Step by Step Instructions

  • 1

    Wash the cucumbers thoroughly and slice them into ¼-inch thick rounds. Use a crinkle cutter if available for a classic texture.

  • 2

    Thinly slice half of a medium white onion.

  • 3

    In a medium bowl, combine the cucumber slices, onion slices, and 3 tablespoons of pickling and canning salt using your hands to mix evenly.

  • 4

    Transfer the salted mixture to a colander or sieve set over a large bowl to catch the liquid.

  • 5

    Let the mixture sit at room temperature for 2 hours to allow moisture to drain out.

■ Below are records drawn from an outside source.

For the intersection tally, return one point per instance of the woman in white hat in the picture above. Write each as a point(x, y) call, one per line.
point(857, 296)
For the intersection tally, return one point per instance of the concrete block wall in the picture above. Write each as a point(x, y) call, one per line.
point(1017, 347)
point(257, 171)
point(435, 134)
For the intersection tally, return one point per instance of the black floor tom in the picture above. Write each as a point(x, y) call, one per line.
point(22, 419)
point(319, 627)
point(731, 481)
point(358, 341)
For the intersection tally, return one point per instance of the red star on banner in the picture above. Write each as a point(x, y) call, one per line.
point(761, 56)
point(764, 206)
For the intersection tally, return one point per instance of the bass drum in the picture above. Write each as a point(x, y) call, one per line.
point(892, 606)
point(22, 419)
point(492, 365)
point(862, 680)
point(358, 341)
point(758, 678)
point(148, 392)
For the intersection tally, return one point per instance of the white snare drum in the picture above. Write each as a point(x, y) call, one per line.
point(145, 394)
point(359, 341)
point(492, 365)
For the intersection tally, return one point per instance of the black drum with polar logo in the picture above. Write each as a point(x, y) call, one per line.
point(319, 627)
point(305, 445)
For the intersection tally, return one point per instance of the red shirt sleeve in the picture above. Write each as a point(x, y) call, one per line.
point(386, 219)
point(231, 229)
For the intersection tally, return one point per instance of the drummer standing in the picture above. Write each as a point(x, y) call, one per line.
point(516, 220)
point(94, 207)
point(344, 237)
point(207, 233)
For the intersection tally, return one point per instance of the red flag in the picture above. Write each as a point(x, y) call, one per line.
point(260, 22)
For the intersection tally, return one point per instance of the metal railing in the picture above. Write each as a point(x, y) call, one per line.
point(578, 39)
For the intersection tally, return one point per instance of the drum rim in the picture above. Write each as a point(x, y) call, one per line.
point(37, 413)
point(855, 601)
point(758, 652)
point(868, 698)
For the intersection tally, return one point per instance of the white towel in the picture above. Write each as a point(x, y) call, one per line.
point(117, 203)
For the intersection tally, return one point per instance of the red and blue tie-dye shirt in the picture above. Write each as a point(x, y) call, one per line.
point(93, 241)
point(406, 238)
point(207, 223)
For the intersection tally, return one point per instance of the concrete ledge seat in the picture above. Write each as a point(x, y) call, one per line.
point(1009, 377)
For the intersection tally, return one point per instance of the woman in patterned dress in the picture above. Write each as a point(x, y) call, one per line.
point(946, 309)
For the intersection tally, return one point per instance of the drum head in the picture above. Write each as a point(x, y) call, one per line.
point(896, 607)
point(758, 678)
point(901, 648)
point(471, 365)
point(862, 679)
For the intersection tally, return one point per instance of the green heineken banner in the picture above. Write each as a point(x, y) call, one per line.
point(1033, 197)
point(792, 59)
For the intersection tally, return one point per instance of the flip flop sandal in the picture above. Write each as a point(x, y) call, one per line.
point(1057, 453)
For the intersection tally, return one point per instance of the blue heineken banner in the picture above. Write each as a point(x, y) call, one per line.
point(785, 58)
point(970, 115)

Make sure the cucumbers do not sit in the drained liquid.

  • 6

    After 2 hours, discard the drained liquid and rinse the cucumber and onion slices under cold running water to remove excess salt.

  • 7

    In a medium saucepan, combine 2 cups of white vinegar, ½ cup of water, 1 teaspoon of white sugar, 1 tablespoon of yellow mustard seed, 1 teaspoon of celery seed, and ¼ teaspoon of ground turmeric.

  • 8

    Place the saucepan over medium-high heat and bring the brine to a boil, stirring occasionally to dissolve the sugar and blend the spices.

  • 9

    Evenly divide the rinsed cucumbers and onions between clean pickling jars (or place all into one large jar).

  • 10

    Once the brine reaches a boil, carefully pour it over the cucumbers and onions in the jars, making sure they are fully submerged.

  • 11

    Use a butter knife to gently stir each jar and release any trapped air bubbles.

  • 12

    Seal the jars with clean lids and allow them to cool to room temperature on the counter.

  • 13

    Once cooled, transfer the jars to the refrigerator.

  • 14

    Let the pickles chill for at least 24 hours before enjoying for best flavor and crunch.